Wed, April 22nd, 2009 11:00pm

Author
Reply

Thanx.
Ya, I was trying to write something differant. Something sad but sweet like you said. And I can't beleive your sister loves Kevin. Not a lot of people do. Us kevin fans got to stick together!!! HAHA

Wed, April 22nd, 2009 5:19pm

Kris Cullen

awh i'm about to cry!
that was adorable.
your an amazing writer.

Wed, May 27th, 2009 11:43pm

Author
Reply

Aww. Thanks so much!!! =P This is one of my favorite stories I've writen.

Thu, May 28th, 2009 10:36am

XDaNaX

awww tht was so sad this is one of my favorite stories from you!!!

Wed, June 10th, 2009 1:09am

Author
Reply

YA it is sad. *TEAR*
Thanks alot!!! =P

Tue, June 9th, 2009 6:49pm

Gothalicious

aww that was so sweet and so sad.
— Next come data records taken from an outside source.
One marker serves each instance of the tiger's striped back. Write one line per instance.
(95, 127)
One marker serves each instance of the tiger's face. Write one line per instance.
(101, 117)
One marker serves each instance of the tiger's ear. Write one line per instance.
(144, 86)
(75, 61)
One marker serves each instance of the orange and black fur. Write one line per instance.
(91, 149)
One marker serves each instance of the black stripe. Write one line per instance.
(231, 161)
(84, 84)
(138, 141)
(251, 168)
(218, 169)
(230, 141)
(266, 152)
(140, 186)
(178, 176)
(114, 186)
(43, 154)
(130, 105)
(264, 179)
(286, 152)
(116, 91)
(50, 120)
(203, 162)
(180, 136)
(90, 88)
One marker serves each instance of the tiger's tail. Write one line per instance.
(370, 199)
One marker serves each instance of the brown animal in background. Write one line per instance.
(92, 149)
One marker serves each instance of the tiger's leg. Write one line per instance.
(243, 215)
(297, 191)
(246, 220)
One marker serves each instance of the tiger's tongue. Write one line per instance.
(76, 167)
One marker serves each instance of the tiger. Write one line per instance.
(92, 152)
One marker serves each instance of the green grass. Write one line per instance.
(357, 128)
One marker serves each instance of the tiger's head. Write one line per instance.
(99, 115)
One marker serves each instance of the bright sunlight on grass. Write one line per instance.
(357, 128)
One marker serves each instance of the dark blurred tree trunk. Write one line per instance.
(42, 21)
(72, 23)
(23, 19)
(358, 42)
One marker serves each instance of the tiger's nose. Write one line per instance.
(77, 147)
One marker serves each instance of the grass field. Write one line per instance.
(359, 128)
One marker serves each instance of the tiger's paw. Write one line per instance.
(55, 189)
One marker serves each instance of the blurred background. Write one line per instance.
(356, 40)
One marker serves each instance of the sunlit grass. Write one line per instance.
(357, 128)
I think I'm going to cry and it takes a lot too make me cry. This is an amazing story.

Wed, June 10th, 2009 8:18am

Author
Reply

Aww... Thanks SSSOOO much!!!

Wed, June 10th, 2009 4:10pm

Vincey Delaney

What a beautiful story, I truly loved it! Thanks for that special moment. So, if you have the time, could you look at my romance stuff. Take care, bye for now!

Sat, September 26th, 2009 3:32pm

Author
Reply

aww thanks so much. and i will check one out sometime as soon as i get the chance to.